Immer mit der Ruhe – Ein Plädoyer für mehr Langsamkeit

Hier noch schnell und da noch eben… kennen wir alle, oder?
Ich will hier jetzt nicht in das Achtsamkeitshorn blasen wie so viele andere vor mir schon. Das wäre reichlich unehrlich, wenn man bedenkt, dass ich selbst auch eher zur Fraktion „Multitasking und am besten noch 5 Sachen nebenbei“ gehöre. Das führt letztlich zum feinsten Burn Out und ist auch sonst nicht gesund.

Auch die Gründe, warum das so ein verbreitetes Verhalten ist – sowohl im Job als auch im privaten Umfeld, und wie man dagegen angehen kann, sind schon hinlänglich erläutert.

Stattdessen soll dieser Post eine Art Selbstermahnung sein.
Es ist gut, richtig und wichtig, mal mehr als nur einen Gang runter zu schalten. Übrigens: Wer ein Auto mit Automatikschaltung fährt, kennt vielleicht den sogenannten Kick Down. Dieser sorgt dafür, dass effektiv einen Gang runter geschaltet wird und dadurch mehr Drehmoment und Drehzahl zum Beschleunigen zur Verfügung stehen.
Insofern ist diese Floskel eigentlich total widersinnig, wenn man sie mit Entschleunigung – noch so ein Schlagwort – assoziiert.

Man muss nicht aus allem einen Wettbewerb machen. Das eigene Hobby – bei mir die Fotografie – muss kein Geld einbringen sondern darf auch gerne einfach nur so passieren.
„Ich lese gerne, schaffe so circa 4 Bücher die Woche“ – Glückwunsch! Es gibt Speedreading-Wettbewerbe, aber wenn ich lese, dann zur Entspannung und um für einen Moment ein Stück weit der Realität zu entfliehen. Hast du das auch? Nimmst du irgendwas aus der Lektüre mit? Ich glaube nicht.

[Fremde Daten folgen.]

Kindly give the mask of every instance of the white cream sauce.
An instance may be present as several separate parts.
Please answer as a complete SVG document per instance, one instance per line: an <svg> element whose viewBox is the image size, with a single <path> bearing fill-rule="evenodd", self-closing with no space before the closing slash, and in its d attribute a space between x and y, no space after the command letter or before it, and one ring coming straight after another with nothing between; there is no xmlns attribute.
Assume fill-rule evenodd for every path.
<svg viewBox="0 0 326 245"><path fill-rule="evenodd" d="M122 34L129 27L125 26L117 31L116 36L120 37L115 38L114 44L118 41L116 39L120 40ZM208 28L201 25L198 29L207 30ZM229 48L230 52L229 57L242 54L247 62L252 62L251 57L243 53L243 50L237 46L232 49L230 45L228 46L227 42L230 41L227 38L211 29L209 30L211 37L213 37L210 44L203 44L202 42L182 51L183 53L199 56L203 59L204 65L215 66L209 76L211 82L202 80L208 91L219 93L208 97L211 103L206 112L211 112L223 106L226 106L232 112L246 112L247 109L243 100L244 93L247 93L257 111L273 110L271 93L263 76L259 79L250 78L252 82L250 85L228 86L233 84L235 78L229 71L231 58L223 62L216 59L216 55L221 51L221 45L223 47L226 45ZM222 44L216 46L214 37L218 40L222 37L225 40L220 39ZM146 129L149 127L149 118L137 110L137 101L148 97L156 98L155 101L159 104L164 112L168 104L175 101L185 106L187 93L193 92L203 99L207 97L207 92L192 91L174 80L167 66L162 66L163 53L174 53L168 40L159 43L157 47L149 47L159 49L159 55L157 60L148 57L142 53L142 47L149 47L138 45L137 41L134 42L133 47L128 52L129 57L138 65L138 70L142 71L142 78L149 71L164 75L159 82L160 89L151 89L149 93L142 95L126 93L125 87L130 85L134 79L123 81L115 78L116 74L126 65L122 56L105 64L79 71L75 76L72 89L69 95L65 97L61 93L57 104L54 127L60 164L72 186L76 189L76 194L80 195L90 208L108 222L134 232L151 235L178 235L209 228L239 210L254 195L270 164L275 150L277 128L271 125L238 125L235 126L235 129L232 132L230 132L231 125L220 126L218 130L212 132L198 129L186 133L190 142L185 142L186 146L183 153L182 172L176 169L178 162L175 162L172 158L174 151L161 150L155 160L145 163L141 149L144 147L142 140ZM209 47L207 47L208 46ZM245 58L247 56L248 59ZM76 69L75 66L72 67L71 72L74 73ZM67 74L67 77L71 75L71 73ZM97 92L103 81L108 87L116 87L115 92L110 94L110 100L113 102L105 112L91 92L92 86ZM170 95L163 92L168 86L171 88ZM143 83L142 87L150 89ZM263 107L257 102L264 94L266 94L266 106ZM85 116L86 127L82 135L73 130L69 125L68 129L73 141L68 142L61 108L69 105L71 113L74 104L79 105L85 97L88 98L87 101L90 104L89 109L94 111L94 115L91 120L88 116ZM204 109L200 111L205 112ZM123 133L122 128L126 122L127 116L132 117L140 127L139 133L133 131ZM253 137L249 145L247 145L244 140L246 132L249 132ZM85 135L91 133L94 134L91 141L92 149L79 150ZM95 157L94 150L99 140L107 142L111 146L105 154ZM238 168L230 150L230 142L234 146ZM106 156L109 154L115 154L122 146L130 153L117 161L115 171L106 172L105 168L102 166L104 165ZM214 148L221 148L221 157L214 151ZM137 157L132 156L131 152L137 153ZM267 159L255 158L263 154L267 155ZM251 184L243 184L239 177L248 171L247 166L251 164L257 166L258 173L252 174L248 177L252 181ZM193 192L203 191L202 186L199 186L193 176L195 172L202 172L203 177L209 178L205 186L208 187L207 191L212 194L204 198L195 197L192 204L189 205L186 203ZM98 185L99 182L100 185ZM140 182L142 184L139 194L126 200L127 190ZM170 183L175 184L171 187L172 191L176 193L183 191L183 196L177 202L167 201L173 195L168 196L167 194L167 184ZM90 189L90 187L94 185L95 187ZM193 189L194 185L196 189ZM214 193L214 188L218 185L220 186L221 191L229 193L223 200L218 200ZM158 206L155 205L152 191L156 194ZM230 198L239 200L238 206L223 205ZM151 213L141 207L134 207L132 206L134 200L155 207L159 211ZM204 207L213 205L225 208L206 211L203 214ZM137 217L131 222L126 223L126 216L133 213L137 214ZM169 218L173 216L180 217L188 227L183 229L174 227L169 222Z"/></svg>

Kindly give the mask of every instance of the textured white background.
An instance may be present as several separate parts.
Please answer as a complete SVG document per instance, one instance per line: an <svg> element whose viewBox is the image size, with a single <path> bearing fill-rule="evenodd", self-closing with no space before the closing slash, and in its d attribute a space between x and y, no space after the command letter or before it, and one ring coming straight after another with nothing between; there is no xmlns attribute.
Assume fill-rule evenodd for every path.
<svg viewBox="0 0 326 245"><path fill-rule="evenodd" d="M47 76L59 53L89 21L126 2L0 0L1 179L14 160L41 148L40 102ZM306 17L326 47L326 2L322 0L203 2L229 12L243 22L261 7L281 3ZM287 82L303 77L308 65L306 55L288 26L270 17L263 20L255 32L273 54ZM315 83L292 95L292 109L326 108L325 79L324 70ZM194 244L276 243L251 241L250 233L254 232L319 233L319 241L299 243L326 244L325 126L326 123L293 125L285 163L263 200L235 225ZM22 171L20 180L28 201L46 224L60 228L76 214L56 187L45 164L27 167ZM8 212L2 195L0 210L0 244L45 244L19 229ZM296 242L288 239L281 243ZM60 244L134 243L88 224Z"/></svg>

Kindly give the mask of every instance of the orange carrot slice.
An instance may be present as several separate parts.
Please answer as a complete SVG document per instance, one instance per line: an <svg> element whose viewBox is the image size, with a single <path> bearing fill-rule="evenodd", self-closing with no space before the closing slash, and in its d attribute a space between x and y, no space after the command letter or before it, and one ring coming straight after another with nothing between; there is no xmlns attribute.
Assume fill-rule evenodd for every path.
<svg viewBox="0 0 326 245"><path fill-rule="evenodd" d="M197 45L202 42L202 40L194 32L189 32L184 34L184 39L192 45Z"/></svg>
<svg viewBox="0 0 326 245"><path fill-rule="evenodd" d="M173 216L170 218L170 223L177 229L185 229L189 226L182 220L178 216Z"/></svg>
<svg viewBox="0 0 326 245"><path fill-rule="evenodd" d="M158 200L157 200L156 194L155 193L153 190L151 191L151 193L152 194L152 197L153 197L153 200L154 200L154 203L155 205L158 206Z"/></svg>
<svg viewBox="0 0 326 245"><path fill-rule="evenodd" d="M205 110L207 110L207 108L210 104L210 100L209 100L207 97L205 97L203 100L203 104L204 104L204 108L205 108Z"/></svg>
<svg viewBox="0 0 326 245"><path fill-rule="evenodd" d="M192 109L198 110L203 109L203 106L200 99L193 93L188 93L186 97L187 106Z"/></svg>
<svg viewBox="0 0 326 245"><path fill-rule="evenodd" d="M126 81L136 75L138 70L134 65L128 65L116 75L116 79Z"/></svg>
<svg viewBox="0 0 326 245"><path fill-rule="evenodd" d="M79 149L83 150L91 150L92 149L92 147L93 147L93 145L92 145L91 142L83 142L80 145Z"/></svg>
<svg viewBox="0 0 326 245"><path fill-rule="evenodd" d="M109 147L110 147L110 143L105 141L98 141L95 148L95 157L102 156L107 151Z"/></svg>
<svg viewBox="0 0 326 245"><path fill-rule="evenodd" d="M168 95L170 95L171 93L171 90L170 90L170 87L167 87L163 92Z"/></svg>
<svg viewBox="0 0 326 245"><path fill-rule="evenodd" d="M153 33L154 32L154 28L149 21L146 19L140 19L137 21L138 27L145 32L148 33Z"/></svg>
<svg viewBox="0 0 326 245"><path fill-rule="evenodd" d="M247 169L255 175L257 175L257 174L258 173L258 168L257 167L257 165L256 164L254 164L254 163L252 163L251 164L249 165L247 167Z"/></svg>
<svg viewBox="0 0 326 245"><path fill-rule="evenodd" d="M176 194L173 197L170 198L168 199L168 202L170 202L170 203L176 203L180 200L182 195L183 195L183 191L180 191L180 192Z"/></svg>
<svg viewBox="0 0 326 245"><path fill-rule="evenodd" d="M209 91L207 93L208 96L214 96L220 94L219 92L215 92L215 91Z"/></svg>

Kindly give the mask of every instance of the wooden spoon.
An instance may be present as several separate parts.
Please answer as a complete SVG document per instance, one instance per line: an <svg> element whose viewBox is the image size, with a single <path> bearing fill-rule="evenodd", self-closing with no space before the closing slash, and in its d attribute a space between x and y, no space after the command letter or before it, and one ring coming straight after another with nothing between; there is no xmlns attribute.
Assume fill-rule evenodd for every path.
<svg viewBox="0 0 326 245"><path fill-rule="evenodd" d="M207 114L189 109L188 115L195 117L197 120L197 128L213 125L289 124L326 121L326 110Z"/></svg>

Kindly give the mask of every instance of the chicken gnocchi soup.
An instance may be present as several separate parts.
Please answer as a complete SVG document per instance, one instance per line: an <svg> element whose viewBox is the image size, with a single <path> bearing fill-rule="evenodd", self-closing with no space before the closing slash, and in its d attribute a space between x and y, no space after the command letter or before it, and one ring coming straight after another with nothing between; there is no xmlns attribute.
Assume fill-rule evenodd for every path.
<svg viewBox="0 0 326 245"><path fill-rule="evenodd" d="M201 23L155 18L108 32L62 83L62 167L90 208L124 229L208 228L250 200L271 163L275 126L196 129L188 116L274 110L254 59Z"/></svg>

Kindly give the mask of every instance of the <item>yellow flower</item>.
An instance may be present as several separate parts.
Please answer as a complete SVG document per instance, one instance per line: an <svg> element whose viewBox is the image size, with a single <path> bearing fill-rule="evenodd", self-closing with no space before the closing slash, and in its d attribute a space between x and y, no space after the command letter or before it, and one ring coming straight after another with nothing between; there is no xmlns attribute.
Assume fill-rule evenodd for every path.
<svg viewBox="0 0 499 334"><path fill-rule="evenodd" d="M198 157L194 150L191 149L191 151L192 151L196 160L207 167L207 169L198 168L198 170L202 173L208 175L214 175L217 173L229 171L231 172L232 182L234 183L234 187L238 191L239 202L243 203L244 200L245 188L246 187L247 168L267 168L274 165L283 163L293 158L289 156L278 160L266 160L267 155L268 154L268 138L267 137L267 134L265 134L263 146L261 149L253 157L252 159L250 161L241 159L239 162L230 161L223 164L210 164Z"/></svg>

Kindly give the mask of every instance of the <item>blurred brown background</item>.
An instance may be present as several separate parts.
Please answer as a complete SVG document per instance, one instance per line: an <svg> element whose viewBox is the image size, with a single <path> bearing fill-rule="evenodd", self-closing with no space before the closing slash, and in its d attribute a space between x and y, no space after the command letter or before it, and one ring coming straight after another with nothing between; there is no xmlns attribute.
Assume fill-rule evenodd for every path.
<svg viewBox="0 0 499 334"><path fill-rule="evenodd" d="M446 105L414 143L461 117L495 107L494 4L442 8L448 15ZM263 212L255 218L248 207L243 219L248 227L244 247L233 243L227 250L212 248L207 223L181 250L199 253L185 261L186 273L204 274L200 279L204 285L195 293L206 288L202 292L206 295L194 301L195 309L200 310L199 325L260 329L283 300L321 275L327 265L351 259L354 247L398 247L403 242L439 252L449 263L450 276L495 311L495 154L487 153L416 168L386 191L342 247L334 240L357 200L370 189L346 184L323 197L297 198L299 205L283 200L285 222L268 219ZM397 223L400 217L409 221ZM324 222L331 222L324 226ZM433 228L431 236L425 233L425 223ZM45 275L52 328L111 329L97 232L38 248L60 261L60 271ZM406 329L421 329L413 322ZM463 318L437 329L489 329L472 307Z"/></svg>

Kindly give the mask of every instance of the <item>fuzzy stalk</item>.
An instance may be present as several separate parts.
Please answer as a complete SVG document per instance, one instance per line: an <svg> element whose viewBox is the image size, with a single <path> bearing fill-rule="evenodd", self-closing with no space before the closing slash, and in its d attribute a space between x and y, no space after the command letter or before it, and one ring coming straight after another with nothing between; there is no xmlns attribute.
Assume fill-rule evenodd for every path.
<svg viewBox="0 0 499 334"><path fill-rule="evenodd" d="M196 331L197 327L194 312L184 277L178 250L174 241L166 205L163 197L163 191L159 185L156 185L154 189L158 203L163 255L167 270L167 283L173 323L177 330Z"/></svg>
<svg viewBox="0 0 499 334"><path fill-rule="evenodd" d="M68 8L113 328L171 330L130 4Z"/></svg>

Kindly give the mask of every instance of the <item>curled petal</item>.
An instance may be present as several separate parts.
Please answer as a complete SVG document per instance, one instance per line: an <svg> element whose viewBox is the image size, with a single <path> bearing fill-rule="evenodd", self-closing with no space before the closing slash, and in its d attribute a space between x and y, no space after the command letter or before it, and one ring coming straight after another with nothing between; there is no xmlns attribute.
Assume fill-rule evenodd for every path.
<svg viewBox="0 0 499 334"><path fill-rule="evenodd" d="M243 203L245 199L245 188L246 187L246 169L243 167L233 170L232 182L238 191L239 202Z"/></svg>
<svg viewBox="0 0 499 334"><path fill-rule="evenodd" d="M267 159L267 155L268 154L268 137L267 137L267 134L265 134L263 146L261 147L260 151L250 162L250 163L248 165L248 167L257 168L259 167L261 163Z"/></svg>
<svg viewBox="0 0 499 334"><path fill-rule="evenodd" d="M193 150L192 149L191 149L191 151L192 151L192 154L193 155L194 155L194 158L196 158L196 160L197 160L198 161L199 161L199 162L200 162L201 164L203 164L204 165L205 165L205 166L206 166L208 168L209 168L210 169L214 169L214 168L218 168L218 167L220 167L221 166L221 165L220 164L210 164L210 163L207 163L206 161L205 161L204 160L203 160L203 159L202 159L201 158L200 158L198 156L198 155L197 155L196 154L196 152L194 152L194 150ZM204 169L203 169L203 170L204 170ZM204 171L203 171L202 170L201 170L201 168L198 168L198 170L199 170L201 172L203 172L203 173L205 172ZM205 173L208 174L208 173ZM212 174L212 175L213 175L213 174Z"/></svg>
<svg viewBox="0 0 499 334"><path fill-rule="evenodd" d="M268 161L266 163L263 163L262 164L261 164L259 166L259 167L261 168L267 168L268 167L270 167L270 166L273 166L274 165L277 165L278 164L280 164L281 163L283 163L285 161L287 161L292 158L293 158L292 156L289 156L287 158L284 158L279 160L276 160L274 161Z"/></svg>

Natürlich ist es äußerst angenehm, wenn man mit dem Hobby auch etwas Geld nebenbei verdienen kann, aber das sollte eben nicht der Hauptzweck eines Hobbies sein. Dann kann man es auch gleich versuchen, als echte Nebentätigkeit anzumelden und dahin auszubauen. Bevor man aber noch beim zuständigen Amt steht, ist der Entspannungseffekt schon verloren.

Das Hobby zum (Neben-) Beruf zu machen führt nur dazu, dass man sich noch zusätzlich stresst und Frust aufbaut, weil man es eben nicht so professionell betreibt wie den eigenen Hauptberuf oder auch wie einige Vorbilder.
Es ist okay, richtig und wichtig, auch mal Fehlschläge hinzunehmen oder eben nicht jedes Ziel sofort zu erreichen. Manchmal ist auch der Weg das Ziel – Stichwort Lernen – und solange man weiterkommt statt stehen zu bleiben oder rückwärts zu gehen, interessiert niemanden, wie schnell man voran kommt.
Du brauchst einen Monat, um ein Buch durchzulesen? Okay, super, du hast es also genossen und kannst es dir jetzt für einen späteren neuen Durchgang ins Regal stellen. Schnapp dir das nächste vom Stapel der Schande, wenn du soweit bist.
Du hast 5000 Fotos geschossen und nicht eines davon ist so, wie du es dir vorgestellt hast? Mach nochmal 5000, experimentier rum!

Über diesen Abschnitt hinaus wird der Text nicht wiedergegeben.